For the deal to go through, TSH and the other joint offerors
need a marginal acceptance of 30.28%, and hence it will still need another 22%
acceptance rate (after the above).
Recall that TSH and the other joint offerors already own
19.72% of Pontian.
Comments We believe that the deal is unlikely
to go through, judging from the Bursa announcement that the “Final Closing
Date” for the offer is 10-Sep (today).
After the closing date, TSH could either offer higher prices
for Pontian shares (above RM90) or leave the offer lapsed. In our view, TSH is
unlikely to offer better prices as this will push its net gearing above 0.85x.

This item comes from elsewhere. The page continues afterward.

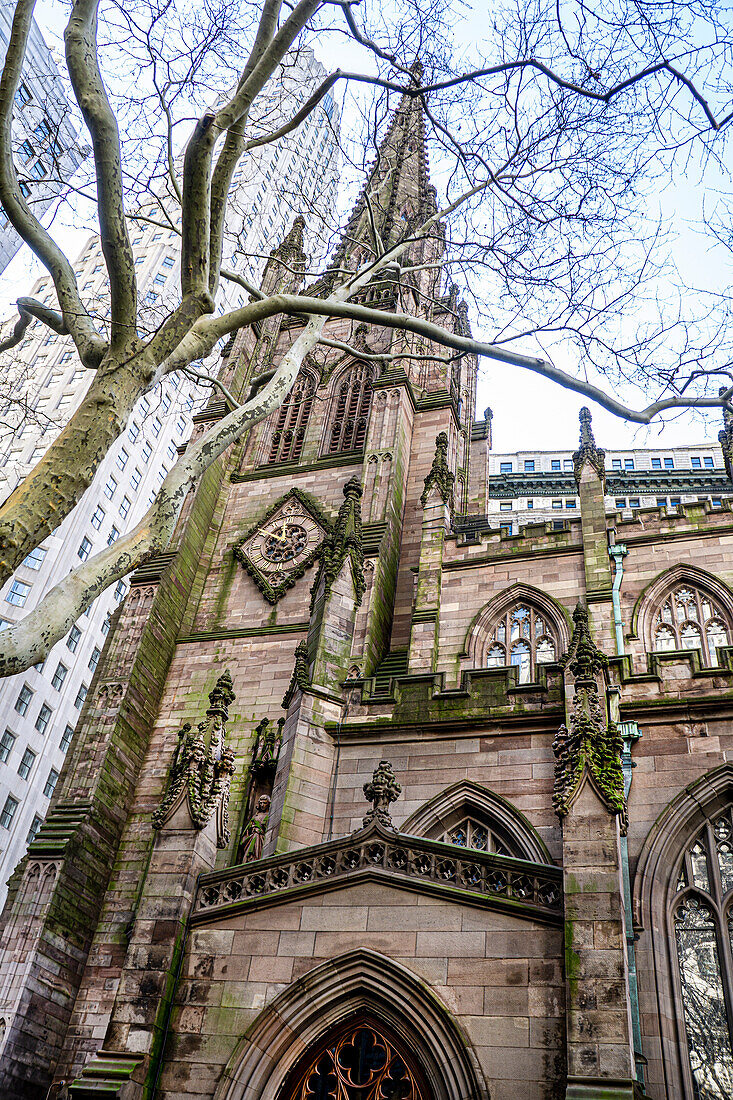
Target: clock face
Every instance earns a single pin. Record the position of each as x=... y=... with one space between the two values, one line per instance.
x=281 y=548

Outlook Despite this negative news
flow, the company’s healthy fundamentals with a strong FY12-13E FFB growth rate
of 12%-30% is unaffected.
The long term outlook remains positive as we believe that
TSH can sustain a 5-year FFB CAGR growth of 16% as its Kalimantan estates
mature.
Hence, we believe that any share price weakness will be good
opportunity to accumulate TSH shares at more attractive levels.
Forecast Our FY12-13E earnings forecasts
of RM112m-RM149m are unchanged as we did not factor in anycontributions from
Pontian previously.
Our key assumptions are FY12-13E CPO prices of RM3150-RM3100
and FFB productions of 448k-583k.
Rating Maintain
OUTPERFORM
We continue to like TSH for its young age profile of around
6.2 years old, which is the youngest for planters under our coverage.
Valuation Maintaining our TP of RM2.85 based
on FY13E PER of 15.8x (+1SD@5-year mean, implying a premium to its peers which
only command +0.5SD for the reasons given above).
Risks A sustained drop in CPO prices.